Szaniawski co-founded the group in 2005 in order to foster an appreciation and discussion of film in the Yale community. Twenty-five undergraduates and graduate students now work to bring a diversity of films to campus, said Michael Cramer, the Cinema’s graduate chair.

Humanities professor Maria Rosa Menocal said the Cinema appeals to a wide cross-section of the Yale community by choosing an array of 35mm prints. Staying true to its eclecticism this season, the Cinema plans to show a variety of films on themes ranging from “Avant-Garde Arcadias in 16MM” to “French Gambling Masterpieces.” Alongside mainstream films such as “The Wizard of Oz,” the Cinema plans to show obscure movies from Hungary and the Soviet Union.

“We hope that our strong audience support will also help us to pursue more adventurous programming,” Cramer said. “Along with a mix of classic and popular films, we want to present difficult-to-see films that would not normally be accessible to the Yale community.”

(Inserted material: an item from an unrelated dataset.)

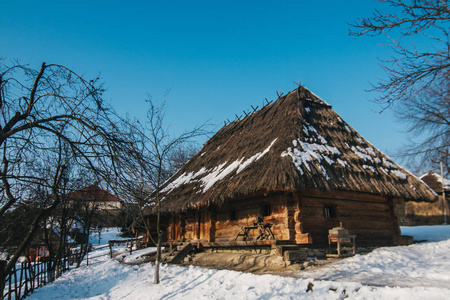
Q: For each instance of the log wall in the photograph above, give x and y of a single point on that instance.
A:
(296, 217)
(372, 218)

Although the Cinema does show “difficult” films that are a far cry from the Hollywood blockbuster, Undergraduate Chair David Pratt-Robson said it does not seek to create an exclusive venue for film aficionados, but rather aims to broaden community members’ film horizons.

The breadth of the Cinema at the Whitney community was represented at the opening gala as audience members young and old, spiky-haired and woolen-sweatered, filtered in and out of the reception, tasting foreign cheese and clutching plastic cups of wine. By 7:30 the room had filled with guests, and by 7:35 there were only celery sticks left on the table. Everyone in the room seemed to encounter a familiar face, and clusters of audience members were engaged in animated conversation. In many ways it was less like a gala than a meeting of a club where everyone knew the secret handshake. But the secret handshake isn’t very secret — everyone seemed eager to spread the gospel of film.

“Some of the films we show aren’t even available on DVD, but I don’t want to imply that we’re aiming only to show esoteric art films that nobody’s ever heard of and that we think are good for the community,” Pratt-Robson said. “We’re aiming to show great films as they were meant to be seen and to make them accessible to as much of the Yale community and general public as might be interested.”